My wife and I owned or drove the following vehicles:

1976 Chevy Vega – many great memories, but crap
1988 Dodge Colt - crap
1989 Pontiac Grand Am – crap, crap
1993 Mercury Villager - crap
1995 Ford Windstar – crap, crap
1998 Plymouth Grand Voyager - crap

NEVER, EVER will we again own a Big 3 vehicle. The materials, handling, look, reliability of these vehicles has been terrible. The workmanship of union hands is evident in all those cars. I would write our a repair and recall history of each union made vehicle, but there are not enough gigabytes on this computer to list them all.

We bought a new Toyota Camry in 1993 and it is still driving well past 230,000 miles. Over 9 times around the earth at the equator! That’s from the earth to the moon! Only if there was a road! Now we are happy owners of a 2005 Honda Odyssey which is marvelous beyond words.

Maybe the UAW will never get the message but I have. As long as the UAW hijacks the American automobile industry, people will continue to flock to superior made vehicles.

Ford should have changed their logo forty years ago. Here are some suggestions for what they SHOULD have made it:

“UAW Benefits are Job #1”
“We Meet Government Standards”
“Buy a Ford, Support a Democrat”

If Ford does survive the tapeworm effect of the UAW maybe someday they will aspire to quality being job #1.

2 comments:

Me! said...

You are sooooooo mean! (oops...I already used that defense).

Let me preface by saying that I agree with you 100% on the whole UAW thing. This from a guy raised an hour from Detroit and fed from Union wages (not UAW wages though). I was firmly in the "Buy American" column, until I inherited a Nissan through marriage...Haven't bought a "Big 3" product since (praise God).

I by and large agree that much of what you say about BIG unions is generally true (emphasis on BIG). But as our offices Vice Steward and a dues paying member of the NWSEO (NWS Employees Organization), I can attest to the fact that not ALL of them are bad, and not all of them should be lumped in together in the "Union" pile as inherently evil...and protecting the lazy...and overpaying the janitor.

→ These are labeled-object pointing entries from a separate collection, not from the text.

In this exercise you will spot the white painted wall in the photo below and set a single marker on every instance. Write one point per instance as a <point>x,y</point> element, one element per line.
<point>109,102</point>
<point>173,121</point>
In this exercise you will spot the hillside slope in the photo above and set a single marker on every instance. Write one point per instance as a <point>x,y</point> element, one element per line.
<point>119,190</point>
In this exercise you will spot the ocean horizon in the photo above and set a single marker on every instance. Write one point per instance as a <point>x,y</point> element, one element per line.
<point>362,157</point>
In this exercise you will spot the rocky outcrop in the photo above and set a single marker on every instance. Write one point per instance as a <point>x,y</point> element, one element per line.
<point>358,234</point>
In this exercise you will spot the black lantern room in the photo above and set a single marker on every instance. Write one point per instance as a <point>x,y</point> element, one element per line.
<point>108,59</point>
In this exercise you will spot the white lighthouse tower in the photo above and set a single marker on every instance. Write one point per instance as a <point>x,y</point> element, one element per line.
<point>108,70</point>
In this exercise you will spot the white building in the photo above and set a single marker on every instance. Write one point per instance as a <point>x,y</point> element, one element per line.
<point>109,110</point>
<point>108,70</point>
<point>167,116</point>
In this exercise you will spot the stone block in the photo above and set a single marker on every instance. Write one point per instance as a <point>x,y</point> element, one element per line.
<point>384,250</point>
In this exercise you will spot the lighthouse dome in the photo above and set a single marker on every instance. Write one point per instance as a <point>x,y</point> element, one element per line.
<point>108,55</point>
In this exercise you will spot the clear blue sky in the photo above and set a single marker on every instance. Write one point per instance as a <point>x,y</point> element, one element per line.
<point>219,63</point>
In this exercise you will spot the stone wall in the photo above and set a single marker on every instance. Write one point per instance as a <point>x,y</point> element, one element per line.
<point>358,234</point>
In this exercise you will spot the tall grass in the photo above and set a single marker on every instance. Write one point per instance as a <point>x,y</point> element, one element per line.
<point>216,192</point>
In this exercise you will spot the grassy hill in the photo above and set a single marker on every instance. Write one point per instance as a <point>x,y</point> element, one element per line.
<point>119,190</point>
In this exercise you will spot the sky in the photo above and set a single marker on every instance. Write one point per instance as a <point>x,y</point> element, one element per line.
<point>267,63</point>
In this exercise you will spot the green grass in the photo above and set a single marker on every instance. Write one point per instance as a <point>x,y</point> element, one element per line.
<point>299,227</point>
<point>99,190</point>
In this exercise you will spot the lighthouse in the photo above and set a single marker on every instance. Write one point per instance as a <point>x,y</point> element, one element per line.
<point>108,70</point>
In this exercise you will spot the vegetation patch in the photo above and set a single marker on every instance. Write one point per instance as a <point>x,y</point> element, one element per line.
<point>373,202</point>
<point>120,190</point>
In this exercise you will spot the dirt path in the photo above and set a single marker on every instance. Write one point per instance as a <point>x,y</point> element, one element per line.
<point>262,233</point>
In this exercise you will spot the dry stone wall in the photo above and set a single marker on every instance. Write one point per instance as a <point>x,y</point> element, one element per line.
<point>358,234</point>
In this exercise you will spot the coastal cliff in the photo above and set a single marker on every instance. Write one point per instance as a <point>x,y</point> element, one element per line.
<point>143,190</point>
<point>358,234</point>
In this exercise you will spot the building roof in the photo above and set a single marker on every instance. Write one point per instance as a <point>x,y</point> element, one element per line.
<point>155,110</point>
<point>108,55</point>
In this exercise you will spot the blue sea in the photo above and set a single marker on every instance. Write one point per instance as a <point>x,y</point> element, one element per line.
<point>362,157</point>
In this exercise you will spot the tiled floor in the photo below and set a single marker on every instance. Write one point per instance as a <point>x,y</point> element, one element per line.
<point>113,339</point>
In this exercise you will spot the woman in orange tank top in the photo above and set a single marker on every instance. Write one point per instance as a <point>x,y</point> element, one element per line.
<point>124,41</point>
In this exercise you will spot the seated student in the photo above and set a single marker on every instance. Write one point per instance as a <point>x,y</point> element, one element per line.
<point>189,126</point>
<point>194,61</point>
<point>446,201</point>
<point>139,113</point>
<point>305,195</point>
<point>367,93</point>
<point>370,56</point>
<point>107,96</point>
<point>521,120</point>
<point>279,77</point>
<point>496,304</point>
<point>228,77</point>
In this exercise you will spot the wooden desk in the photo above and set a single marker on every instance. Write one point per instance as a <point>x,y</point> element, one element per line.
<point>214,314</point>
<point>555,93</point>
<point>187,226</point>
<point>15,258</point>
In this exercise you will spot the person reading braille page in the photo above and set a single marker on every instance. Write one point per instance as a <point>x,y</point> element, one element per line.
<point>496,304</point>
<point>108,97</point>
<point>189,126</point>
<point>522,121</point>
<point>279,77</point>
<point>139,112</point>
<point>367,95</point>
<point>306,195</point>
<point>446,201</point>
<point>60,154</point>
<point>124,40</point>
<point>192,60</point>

Our Union stands as onehelluva big CHECK on the moronic beurocratic numbskulls in Washington. Of course we have no bargaining authority as to what we get paid, benefits, etc. (That's an across the board federal employee thing, regardless of organization). Oh Yeah, and we took an oath that we would never strike. If we do, the President can do to us exactly what Reagan (rightfully) did to the FAA in the 80's.

The main thing we fight for is our way of doing business. Afterall...who knows best how to serve the people of northern Michigan. Some appointed knotthead in Washington who's never worked one single day in a Forecast Office...or Keith, your friendly local Hydrometeorological Technician, with whom you go to church with and share stogies?

Just remember ALL generalizations are false! LOL

K~

duteberta said...

Liquid water is always wet. Is that generalization false? ;)

No- I do understand the differences between your union and the UAW as you have outlined here. Unionizing against the Feds brings up a whole complex situation that I haven't thought through.

My main point is that if a union protects you from getting gang raped by a bunch of Brokeback Mountain types in the office, then a union is a good thing. However, if it means telling an employer how it will conduct business, then it is a bad thing.

But keep the ideas coming. I'm open to learning more about it. Anyway I need a stogie. The bar scene from Star Wars is finally over.